BAFTA Award-winning director to deliver a masterclass at the festival, which will programme a retrospective of his work.
British director Mike Leigh is to receive the Zurich Film Festival’s A Tribute to…award.
The director of Mr. Turner, Vera Drake and Secrets And Lies will collect Zurich’s Golden Eye trophy during the festival’s awards ceremony on Oct 3.
Leigh will also deliver a public masterclass at the festival, which will screen a retrospective of his productions, details of which have yet to be announced.
Previous recipients include Michael Haneke, Oliver Stone, Stephen Frears and (last year) Claire Denis.
In a statement, the festival described Leigh as “an important exponent of so-called New British Cinema, a genus of filmmaking that has performed a filmic analysis of and cast its critical lens upon social developments in Britain since the 1980s”.
Theatre, Television, Cinema
Leigh was born in 1943 in Salford, North West England. He began training as an actor and director at the Royal Academy of Dramatic Art and continued at the London Film School.
He worked as an assistant director with the Royal Shakespeare Company and has written and directed more than 20 of his own plays, including his celebrated social comedy Abigail’s Party.

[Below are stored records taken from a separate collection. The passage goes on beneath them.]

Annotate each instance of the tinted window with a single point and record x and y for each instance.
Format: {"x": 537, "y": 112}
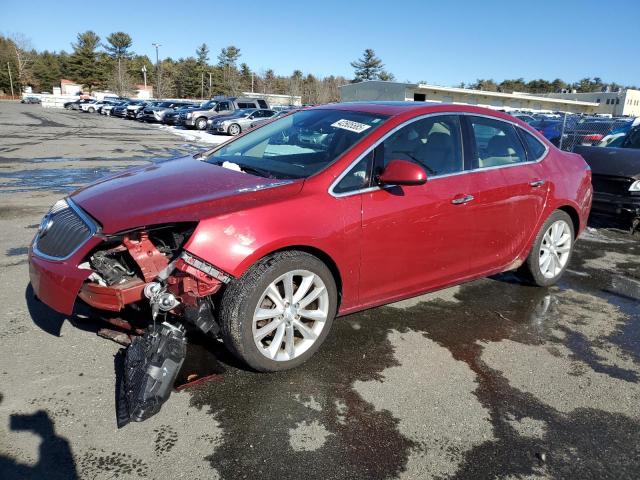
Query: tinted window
{"x": 433, "y": 142}
{"x": 497, "y": 143}
{"x": 633, "y": 139}
{"x": 535, "y": 148}
{"x": 358, "y": 177}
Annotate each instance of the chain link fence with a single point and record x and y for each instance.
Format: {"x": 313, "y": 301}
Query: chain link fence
{"x": 575, "y": 130}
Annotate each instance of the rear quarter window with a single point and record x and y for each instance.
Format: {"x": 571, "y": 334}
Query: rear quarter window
{"x": 535, "y": 148}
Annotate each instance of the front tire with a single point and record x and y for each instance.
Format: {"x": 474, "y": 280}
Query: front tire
{"x": 276, "y": 316}
{"x": 201, "y": 123}
{"x": 234, "y": 129}
{"x": 551, "y": 251}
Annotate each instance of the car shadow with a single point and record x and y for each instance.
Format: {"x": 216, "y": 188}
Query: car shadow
{"x": 55, "y": 458}
{"x": 51, "y": 321}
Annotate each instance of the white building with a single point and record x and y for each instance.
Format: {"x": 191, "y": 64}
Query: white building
{"x": 622, "y": 103}
{"x": 380, "y": 90}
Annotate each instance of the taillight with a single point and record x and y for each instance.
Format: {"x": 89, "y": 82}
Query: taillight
{"x": 596, "y": 137}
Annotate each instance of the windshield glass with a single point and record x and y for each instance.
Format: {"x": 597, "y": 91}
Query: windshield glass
{"x": 298, "y": 145}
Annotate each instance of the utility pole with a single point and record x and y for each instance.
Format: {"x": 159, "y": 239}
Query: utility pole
{"x": 10, "y": 79}
{"x": 157, "y": 45}
{"x": 144, "y": 75}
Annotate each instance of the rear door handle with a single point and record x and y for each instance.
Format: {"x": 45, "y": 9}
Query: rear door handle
{"x": 462, "y": 199}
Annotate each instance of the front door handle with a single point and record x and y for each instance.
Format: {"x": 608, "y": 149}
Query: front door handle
{"x": 462, "y": 199}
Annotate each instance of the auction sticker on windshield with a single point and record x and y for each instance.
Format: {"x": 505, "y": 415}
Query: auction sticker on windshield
{"x": 350, "y": 125}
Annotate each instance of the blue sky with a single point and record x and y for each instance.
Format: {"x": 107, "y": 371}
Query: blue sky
{"x": 441, "y": 42}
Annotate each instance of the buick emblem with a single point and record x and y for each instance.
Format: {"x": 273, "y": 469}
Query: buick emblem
{"x": 45, "y": 226}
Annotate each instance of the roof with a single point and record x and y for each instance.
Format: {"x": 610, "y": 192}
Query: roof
{"x": 485, "y": 93}
{"x": 416, "y": 108}
{"x": 380, "y": 107}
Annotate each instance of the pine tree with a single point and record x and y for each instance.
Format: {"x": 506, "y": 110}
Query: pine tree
{"x": 117, "y": 48}
{"x": 369, "y": 67}
{"x": 83, "y": 62}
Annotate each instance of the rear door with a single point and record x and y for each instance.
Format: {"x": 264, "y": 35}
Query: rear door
{"x": 416, "y": 238}
{"x": 508, "y": 188}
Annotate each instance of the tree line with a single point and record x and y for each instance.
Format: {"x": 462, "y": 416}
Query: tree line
{"x": 111, "y": 64}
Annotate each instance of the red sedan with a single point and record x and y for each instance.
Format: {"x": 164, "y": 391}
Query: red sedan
{"x": 324, "y": 212}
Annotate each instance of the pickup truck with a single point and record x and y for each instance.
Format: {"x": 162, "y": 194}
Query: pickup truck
{"x": 199, "y": 117}
{"x": 616, "y": 178}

Leigh developed his first feature in 1971 from the play Bleak Moments, a film which won him the Golden Leopard at Locarno Film Festival.
He worked primarily throughout the 1970s and 80s for television and created numerous films for the BBC, most of which were caustic commentaries on British society and the politics of the time.
He completed his second feature film High Hopes in 1988. In 1993 his film Naked won the award for best director at Cannes Film Festival. In 1996, again at Cannes, his Secrets And Lies won the Palme d’Or.
Vera Drake won the Golden Lion for Best Film at Venice Film Festival in 2004, and Happy-Go-Lucky won the film’s main actress, Sally Hawkins, the Silver Bear for Best Actress at the Berlinale in 2008.
Last year, period biopic Mr. Turner received four Oscar nominations and won lead actor Timothy Spall prizes at Cannes and the European Film Awards.
Leigh will return to the 19th century for his next film, Peterloo, a drama about the infamous Peterloo Massacre of 1819 when British government forces charged into a crowd of 60,000 protestors, killing an estimated 15 and injured hundreds. It is set to shoot in 2017.
Leigh returned to the theatre this year with a production of Gilbert and Sullivan’s comic opera, The Pirates of Penazance, for the English National Opera, which ran from May to July.